Training must be opt in, not opt out.

Every artist, every creative individual, must EXPLICITLY OPT IN to having their hard work regurgitated anonymously by Copilot or Dall-E or whatever.

If you want to donate your code or your painting or your music so it can easily be "written" or "painted", in whole or in part, by everyone else, without attribution, then go ahead and opt in.

But if they don't EXPLICITLY OPT IN, you can't use the artist's or author's creative work for training.

All these code/art washing systems, that absorb and mix and regurgitate the hard work of creative people must be strictly opt in.



Every human is using the hard work of other humans down through the entirety of history and mostly without credit or attribution.

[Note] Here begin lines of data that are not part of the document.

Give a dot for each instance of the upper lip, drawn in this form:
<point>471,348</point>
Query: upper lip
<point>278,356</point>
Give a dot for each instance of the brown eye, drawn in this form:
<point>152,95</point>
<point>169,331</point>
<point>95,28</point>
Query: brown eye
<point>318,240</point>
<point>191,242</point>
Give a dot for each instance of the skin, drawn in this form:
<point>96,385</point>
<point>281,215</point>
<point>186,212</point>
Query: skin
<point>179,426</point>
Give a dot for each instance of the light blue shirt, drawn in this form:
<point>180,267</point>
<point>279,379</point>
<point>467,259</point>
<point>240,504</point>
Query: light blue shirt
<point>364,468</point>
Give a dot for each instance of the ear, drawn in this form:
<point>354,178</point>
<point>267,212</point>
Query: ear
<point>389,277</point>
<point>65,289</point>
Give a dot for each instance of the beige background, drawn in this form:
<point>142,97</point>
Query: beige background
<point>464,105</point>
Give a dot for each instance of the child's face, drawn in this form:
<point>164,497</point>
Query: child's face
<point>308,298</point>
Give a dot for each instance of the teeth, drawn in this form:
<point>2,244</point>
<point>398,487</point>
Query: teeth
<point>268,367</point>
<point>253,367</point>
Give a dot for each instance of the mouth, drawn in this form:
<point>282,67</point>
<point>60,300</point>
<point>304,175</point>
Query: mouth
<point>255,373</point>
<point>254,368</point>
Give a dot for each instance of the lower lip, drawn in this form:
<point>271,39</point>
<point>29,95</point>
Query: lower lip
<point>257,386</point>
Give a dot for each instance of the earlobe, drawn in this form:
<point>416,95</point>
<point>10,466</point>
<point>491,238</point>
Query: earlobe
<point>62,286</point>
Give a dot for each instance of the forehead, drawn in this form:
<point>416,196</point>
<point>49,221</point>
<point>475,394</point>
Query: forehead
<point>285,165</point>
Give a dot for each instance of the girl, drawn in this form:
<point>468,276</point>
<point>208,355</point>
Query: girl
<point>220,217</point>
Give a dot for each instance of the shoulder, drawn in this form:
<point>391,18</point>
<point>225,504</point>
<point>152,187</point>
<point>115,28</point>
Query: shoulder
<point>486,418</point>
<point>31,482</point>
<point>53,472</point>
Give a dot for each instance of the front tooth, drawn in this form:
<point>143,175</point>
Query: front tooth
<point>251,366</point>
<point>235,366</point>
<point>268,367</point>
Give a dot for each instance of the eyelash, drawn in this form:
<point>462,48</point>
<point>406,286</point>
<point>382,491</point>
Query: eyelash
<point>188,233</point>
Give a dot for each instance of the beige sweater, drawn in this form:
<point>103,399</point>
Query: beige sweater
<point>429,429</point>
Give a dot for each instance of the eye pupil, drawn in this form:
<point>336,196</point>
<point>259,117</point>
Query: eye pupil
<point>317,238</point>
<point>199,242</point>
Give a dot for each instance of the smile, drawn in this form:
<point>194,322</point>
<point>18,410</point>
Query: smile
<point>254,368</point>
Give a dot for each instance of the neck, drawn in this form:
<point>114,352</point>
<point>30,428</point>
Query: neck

None us exists in a vacuum and we are all copying each other constantly.

Should students need to attribute the copyrighted textbooks and lessons that they learned from for all their future work?

Should artists attribute every reference they've used? Even if they draw stick figures based on the reference? Even if they only use small parts from multiple references?

What's different from a machine learning something and a human learning it?

I think in terms of practical open source/permissive licenses it makes the most sense for new licenses to be made that include no-training clauses for the rights holders that dislike machine learning.

Dall-E's use of training on non-permissive copyrighted web-scraped data seems more complicated and I imagine there will eventually be lawsuits to figure that out.


I just don't understand this at all. I publish my code as open source when I can because I want others to find it useful, either by using the software that I wrote or by reusing the code. If I didn't want that, I wouldn't publish the code. But I do want it, so I'm glad there's a way for people to access it more easily.

I understand the argument from an artist's perspective much more, since they don't really have the option to publish their work in a way that any AI or any other artist can't copy off of.


Simply being public doesn't mean it's in the public domain - this applies to movies, art, code, etc.

One example of restrictive but public licenses include requiring others to share their source code if it's derived from yours, allowing individuals to use a product but not allowing business to use it (businesses can use it under a different - likely paid for license), or requiring attribution or acknowledgement that they used your code.

There is an argument for fair use if it counts as a substantial derivative, which is a different discussion from why people make it publicly viewable without making it flat out public domain.


That's great for you. I hope you choose a license and copyright terms that enable this specific vision.

The vast majority of open source licenses and copyright terms specifically stipulate the legal requirements for reproducing even just parts of the code. Which at a minimum require reproducing the license and copyright with all software including the licensed and copyrighted code.


Do you place your published code in public domain or use something like CC0? Or do you use a license with some strings (e.g. attribution) attached?



Is your code public?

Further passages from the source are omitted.